Cross-Domain Patterns
Several principles appear in questions across multiple domains:
| Principle | Domains where tested |
|---|---|
| Deterministic over probabilistic | All 5 |
| Optimize before scaling | 1, 3, 4 |
| Machine IDs over natural language | 2, 4 |
| Paginate all results | 1, 2 |
| Structured error responses | 1, 2, 5 |
| Scope tools dynamically | 1, 2, 4 |
| Validate on resume | 1, 5 |
How to Use This for Study
- Identify your weak domains — if the patterns in a domain feel unfamiliar, that domain needs more study time
- Practice the tradeoff format — the exam does not ask “what is X.” It asks “given constraints A, B, and C, which approach is best.” For each pattern above, think about when it would be the wrong choice
- Build mental models for each principle — when you see “deterministic over probabilistic” in a question, you should immediately know: schemas, enums, backend validation > prompt instructions, retries
- Work the actual practice questions — this summary tells you what to expect, but the repo has full scenario contexts with detailed explanations of why each answer is correct and why alternatives are weaker
Key Takeaways
- The exam heavily favors deterministic/structural solutions — if a question offers both a schema-based and a prompt-based approach, the schema wins
- Cost-aware architecture is a recurring theme: know when Batch API vs. real-time is appropriate, and how to calculate chain reliability
- Tool design questions almost always resolve to: use machine IDs, split lookup from action, paginate results, validate with schema
- “Optimize before scaling” is perhaps the single most-tested principle — it appears in at least 3 domains
- Session management questions test whether you validate external state on resume — never assume continuity
- The community repo is a strong supplement to official Anthropic Academy courses, but the actual exam may test patterns not covered here
Try It
- Clone the repo —
git clone https://github.com/avidevelops/claude-architect-exam-prep.gitand work through every question - Score yourself by domain — track which domains you get right and which you miss, then focus study on your weakest areas
- For each wrong answer, understand why — the detailed explanations are the most valuable part; do not just check correct/incorrect
- Create your own scenarios — take a real system you have built and write exam-style questions about its architecture.

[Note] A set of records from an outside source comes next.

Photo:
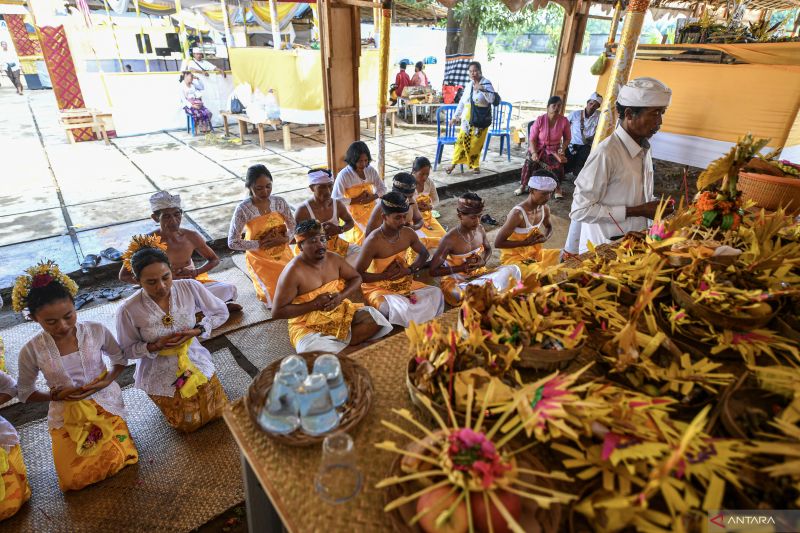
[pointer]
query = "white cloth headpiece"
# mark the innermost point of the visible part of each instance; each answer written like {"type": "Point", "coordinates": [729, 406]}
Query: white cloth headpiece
{"type": "Point", "coordinates": [645, 92]}
{"type": "Point", "coordinates": [164, 200]}
{"type": "Point", "coordinates": [542, 183]}
{"type": "Point", "coordinates": [318, 176]}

This forces you to think about tradeoffs from the examiner’s perspective
- Revisit after studying — work through the questions once before studying, once after. Track improvement
Related
- CCA-F Practice Exam (60 Questions) — 60 additional practice questions from a separate study guide
- CCA-F Technical Reference — deep technical content tested by these questions
- Claude Certified Architect — Foundations (CCA-F)
- CCA-F Study Guide
- Claude Code Subagents
- Essential MCP Servers for 2026
- Skill Design Patterns
- Skills vs MCP vs Plugins
- Claude Agent Hierarchy
Open Questions
- How frequently is the community repo updated — does it track exam changes?
- Are there other community practice question sets beyond this repo?
- How representative are these questions of actual exam difficulty — are real questions harder, easier, or comparable?
- Does Anthropic plan to release official practice questions or a sample exam?